Roy also called for Republicans to “restore sovereignty and the rule of law” by securing the border.

Though border security is largely handled by the executive branch, Republicans do have tools to force concessions from Biden: particularly the power of the purse, by which Republicans could refuse to fund crucial executive departments like the Department of Homeland Security until changes are made.

Roy also said that Republicans ought to work to “end the assault on reliable American energy ... in the irrational pursuit of unreliable energy.”

Since President Joe Biden took office in January 2021, the cost of gasoline and other energy sources to consumers has already seen a substantial uptick. Though Biden managed to wrangle prices down a bit by pulling from the United States’ strategic reserves of oil, prices remain substantially higher than they were a year ago.

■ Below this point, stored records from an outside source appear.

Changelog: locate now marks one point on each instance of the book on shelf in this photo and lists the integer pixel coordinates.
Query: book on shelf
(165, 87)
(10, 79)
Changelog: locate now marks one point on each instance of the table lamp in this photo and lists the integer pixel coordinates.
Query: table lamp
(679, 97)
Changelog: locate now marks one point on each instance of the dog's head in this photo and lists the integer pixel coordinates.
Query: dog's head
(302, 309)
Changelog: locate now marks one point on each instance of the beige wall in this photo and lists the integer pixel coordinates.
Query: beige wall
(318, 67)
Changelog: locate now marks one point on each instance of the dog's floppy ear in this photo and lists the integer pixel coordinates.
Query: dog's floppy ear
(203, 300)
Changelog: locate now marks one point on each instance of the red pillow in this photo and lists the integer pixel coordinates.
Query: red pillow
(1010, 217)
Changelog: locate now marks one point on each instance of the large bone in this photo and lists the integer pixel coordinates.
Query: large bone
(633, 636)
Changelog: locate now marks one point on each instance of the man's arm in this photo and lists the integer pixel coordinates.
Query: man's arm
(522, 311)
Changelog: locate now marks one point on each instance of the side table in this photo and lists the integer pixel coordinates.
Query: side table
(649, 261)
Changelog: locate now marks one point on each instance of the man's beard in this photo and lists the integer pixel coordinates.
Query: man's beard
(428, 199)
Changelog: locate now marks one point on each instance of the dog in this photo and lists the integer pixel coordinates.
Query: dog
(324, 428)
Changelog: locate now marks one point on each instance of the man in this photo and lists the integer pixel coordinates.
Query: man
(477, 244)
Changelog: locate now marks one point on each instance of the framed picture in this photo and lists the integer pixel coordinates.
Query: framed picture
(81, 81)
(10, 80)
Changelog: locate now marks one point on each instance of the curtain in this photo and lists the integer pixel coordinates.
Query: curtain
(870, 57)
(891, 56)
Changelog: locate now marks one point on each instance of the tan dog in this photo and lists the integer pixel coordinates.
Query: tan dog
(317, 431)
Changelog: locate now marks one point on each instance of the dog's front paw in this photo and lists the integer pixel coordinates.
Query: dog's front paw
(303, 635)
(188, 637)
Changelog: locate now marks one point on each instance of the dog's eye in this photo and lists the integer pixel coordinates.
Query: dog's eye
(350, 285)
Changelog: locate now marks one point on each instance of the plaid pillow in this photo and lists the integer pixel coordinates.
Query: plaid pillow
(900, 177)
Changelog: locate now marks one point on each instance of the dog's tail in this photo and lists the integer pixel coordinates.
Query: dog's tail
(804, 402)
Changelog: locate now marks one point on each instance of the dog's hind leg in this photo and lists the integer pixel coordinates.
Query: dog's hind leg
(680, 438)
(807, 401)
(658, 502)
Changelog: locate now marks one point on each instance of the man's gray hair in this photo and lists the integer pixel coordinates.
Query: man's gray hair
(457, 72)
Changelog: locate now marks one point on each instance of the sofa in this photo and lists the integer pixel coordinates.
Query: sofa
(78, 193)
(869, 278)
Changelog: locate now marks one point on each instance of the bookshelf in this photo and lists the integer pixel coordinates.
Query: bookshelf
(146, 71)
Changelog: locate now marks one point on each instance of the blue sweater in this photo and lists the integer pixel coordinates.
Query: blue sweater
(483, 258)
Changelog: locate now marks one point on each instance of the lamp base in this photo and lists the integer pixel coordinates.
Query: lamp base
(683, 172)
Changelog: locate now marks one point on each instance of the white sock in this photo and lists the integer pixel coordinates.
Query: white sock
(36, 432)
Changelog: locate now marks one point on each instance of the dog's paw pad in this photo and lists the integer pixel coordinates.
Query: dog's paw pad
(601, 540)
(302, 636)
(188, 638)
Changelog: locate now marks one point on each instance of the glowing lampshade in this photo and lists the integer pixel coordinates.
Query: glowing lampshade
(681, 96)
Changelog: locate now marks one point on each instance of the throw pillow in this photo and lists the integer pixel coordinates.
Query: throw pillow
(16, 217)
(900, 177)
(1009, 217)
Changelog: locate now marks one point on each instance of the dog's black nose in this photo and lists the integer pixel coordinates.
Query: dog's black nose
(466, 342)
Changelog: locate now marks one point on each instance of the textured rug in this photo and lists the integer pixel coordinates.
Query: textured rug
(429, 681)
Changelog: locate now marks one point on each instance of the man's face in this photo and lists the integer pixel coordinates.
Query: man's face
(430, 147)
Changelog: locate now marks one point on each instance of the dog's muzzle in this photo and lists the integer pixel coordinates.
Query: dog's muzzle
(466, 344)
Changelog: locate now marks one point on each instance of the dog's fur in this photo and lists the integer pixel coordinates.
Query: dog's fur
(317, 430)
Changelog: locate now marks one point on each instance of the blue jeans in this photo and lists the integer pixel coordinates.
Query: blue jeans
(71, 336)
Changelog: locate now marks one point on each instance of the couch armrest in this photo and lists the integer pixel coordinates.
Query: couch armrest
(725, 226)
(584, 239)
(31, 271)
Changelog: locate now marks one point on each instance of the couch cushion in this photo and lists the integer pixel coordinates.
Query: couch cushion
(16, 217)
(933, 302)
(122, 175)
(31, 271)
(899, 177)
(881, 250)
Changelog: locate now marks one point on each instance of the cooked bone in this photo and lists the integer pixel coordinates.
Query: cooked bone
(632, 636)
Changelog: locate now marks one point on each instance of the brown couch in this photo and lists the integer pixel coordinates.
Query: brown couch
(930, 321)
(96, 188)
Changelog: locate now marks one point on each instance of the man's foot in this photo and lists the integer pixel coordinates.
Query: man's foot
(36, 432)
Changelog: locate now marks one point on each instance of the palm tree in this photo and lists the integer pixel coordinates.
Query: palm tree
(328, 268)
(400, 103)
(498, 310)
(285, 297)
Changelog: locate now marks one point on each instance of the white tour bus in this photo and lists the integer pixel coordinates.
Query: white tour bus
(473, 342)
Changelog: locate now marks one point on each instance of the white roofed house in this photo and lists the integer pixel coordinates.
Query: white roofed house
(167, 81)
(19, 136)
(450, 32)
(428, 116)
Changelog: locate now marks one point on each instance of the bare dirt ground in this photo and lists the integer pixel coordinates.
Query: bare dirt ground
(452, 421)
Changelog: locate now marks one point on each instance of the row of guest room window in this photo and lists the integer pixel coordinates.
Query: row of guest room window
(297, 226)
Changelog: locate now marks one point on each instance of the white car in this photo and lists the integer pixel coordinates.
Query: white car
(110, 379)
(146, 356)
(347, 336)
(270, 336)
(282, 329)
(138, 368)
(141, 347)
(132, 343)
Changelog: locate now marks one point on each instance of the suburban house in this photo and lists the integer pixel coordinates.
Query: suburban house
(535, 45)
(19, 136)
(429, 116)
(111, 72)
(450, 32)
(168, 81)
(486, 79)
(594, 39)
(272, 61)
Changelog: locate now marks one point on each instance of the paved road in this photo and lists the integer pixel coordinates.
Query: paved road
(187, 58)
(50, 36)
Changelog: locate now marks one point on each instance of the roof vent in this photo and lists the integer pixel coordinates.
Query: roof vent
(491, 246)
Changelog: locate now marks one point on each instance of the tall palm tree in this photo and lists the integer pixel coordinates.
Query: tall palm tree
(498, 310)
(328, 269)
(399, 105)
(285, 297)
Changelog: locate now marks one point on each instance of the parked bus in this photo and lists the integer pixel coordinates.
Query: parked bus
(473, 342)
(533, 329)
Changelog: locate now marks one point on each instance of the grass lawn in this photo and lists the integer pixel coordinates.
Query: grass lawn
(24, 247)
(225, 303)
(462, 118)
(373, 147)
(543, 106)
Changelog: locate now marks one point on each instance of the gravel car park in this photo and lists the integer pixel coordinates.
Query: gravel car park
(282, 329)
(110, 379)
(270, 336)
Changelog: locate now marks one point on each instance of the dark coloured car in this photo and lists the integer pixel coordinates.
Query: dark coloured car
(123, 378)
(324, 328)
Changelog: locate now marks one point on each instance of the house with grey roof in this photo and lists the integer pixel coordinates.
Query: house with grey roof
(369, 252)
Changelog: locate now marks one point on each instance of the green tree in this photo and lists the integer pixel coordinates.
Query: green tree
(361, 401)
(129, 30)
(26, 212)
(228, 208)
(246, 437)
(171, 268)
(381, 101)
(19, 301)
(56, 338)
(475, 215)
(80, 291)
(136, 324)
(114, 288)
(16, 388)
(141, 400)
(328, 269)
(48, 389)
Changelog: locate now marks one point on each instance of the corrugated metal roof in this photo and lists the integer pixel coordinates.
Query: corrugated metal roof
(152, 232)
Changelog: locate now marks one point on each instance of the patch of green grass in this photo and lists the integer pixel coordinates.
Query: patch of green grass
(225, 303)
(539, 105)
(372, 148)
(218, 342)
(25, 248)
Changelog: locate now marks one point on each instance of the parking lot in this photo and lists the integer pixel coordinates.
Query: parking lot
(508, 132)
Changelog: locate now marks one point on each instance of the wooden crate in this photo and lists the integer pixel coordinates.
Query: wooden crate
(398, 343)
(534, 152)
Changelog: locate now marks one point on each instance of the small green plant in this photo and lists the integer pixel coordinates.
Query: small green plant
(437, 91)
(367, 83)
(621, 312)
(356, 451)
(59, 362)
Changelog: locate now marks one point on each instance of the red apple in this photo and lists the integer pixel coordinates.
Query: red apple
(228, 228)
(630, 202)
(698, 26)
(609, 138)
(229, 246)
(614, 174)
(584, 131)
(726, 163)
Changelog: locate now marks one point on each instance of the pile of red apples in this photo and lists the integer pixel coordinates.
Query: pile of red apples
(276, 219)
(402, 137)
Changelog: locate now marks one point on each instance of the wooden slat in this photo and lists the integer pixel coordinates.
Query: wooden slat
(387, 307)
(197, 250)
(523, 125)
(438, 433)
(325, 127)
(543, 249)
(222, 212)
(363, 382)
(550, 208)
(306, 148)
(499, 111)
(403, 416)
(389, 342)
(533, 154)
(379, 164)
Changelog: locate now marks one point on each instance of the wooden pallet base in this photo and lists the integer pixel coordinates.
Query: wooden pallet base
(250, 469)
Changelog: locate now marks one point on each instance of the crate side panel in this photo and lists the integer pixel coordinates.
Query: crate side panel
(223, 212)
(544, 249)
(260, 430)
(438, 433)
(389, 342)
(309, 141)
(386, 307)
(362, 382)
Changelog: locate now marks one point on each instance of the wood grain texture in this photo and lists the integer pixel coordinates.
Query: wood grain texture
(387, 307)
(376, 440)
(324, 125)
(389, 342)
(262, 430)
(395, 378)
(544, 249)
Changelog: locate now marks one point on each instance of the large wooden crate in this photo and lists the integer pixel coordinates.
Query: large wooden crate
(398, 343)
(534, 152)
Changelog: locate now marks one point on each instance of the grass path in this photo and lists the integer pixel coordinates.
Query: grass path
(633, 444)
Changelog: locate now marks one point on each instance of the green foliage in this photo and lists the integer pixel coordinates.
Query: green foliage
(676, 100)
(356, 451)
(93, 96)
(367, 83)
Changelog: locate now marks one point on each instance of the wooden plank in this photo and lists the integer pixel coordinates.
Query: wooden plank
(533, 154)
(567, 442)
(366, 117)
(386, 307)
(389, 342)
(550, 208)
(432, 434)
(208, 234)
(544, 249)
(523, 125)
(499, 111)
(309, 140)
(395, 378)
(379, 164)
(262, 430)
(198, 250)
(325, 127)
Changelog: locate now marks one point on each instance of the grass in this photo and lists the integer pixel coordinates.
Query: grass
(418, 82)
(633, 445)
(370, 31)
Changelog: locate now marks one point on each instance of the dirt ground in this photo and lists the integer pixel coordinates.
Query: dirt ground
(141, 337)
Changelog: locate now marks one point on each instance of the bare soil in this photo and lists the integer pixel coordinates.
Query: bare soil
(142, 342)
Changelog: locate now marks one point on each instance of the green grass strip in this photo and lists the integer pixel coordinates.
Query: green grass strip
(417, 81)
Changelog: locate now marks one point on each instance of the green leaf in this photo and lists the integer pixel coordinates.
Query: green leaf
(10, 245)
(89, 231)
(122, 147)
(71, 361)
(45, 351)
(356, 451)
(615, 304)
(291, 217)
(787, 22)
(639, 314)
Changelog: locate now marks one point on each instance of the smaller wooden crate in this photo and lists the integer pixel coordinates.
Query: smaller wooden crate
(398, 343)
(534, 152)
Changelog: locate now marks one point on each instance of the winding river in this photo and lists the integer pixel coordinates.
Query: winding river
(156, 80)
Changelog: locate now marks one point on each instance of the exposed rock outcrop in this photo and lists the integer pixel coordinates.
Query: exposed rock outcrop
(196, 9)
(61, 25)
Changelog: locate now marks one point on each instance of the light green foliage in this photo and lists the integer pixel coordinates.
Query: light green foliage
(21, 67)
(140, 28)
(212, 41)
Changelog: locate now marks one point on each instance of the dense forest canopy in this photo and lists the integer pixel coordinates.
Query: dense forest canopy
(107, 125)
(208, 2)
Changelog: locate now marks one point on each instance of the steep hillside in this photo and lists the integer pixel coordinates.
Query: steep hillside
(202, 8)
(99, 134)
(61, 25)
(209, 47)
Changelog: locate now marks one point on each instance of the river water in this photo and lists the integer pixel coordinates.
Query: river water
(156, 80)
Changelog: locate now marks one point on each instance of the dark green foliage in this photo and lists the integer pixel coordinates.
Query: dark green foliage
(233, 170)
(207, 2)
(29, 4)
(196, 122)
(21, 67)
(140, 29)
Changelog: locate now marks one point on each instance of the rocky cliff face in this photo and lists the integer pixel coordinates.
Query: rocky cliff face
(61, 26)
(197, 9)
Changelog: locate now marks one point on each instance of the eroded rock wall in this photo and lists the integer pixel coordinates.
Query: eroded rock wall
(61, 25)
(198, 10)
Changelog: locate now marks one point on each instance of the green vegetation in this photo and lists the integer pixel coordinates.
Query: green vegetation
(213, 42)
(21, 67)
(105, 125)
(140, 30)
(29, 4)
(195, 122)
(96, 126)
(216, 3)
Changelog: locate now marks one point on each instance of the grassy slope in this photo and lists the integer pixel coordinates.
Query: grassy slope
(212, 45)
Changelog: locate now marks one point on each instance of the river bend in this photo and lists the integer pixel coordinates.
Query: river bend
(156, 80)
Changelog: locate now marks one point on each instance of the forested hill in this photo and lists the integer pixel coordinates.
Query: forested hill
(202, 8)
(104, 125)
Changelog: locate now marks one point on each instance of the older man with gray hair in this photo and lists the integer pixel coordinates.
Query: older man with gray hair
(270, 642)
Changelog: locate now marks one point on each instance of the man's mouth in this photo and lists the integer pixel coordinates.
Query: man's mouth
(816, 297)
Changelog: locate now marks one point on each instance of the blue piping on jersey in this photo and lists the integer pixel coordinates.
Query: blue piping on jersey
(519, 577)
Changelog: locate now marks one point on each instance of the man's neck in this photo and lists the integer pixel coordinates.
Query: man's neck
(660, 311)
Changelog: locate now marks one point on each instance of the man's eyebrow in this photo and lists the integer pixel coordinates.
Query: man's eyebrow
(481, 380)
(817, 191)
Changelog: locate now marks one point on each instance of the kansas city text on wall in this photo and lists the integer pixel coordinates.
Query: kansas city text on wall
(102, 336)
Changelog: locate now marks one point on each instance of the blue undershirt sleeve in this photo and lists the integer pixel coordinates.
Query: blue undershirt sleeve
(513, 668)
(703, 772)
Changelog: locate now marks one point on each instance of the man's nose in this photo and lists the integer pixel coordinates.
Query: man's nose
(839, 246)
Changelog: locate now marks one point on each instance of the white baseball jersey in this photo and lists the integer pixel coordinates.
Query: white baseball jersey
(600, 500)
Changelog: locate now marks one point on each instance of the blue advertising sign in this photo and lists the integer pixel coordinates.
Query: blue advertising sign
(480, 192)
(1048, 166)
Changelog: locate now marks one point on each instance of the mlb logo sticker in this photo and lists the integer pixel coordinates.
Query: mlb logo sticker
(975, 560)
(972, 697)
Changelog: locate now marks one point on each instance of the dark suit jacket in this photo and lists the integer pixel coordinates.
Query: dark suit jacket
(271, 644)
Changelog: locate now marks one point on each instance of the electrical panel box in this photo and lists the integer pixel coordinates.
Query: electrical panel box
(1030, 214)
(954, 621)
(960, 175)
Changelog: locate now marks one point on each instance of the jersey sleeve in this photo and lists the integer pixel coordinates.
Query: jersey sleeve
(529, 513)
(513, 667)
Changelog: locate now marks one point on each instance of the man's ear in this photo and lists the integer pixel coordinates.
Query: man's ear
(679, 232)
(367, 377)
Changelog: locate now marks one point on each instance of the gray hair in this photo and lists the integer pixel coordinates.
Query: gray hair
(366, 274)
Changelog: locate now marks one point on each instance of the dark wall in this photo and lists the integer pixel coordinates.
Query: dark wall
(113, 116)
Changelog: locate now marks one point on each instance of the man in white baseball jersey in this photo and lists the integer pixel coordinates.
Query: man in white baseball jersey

Republicans have placed the blame for rising costs squarely on Biden’s “anti-American” domestic energy policies.
While in office, Biden made extensive changes to the energy policies of former President Donald Trump, who led America to become energy independent for the first time in decades. Biden, who promised during his campaign to “transition away from the fossil fuel industry,” wasted no time in halting construction on the Keystone XL pipeline and placing a moratorium on leasing federal lands to natural gas and oil companies.

‘Existential Questions’

These and other issues, Roy contended, are “existential” questions that must be addressed for the nation to thrive “to be strong and to co-exist as a free people.”

Addressing these questions will require more than mere oversight hearings, probes, and investigations, the Texas Republican wrote.

“We must have large-scale Church Committee-style hearings to expose brazen abuses of power from NIH to FBI and everywhere in between by so many in this administration,” he said.

But, he added, “We must not just expose that abuse of power, we must address it.”

Oversight alone, he wrote, “is not enough”: Republicans must in addition take full advantage of their power of the purse during the 118th Congress.

“It is our duty to use the power of the purse boldly to force the Biden administration to the table to make changes,” Roy said.

Wrapping up his op-ed, Roy said in sum: “We must only support leaders who trust us to do our jobs as elected members of Congress, are clear about where they wish to take us, and who have demonstrated the resolve to take us there.”

“Leadership is not a title; it’s an action. It’s something demonstrated and followed.”

At the time of publication, The Epoch Times projects that Republicans have locked down control of 210 House seats to Democrats’ 195 seats.

30 seats remain uncalled; of those, Republicans are leading in 11 races, while Democrats are leading in 19.

If these leads hold, the House is looking at a composition of 221 Republicans and 214 Democrats.

These are concerning numbers for McCarthy, who would need to sway all but three members of his caucus to achieve his goal of becoming the next speaker of the House.

And Roy is not the only one who has expressed some reservations about McCarthy’s ambitions for the gavel: Rep. Andy Biggs (R-Ariz.) spoke for one wing of the Republican Party in calling not to barrel ahead with McCarthy as speaker.

“I would say maybe not so fast. Maybe we should have a good discussion within the confines of our internal body,” Biggs said on FrankSpeech TV’s “The Absolute Truth With Emerald Robinson.”

Rep. Matt Gaetz (R-Fla.) has also expressed opposition to McCarthy’s ambitions, setting the stage for conflict in the ranks of the GOP early next year.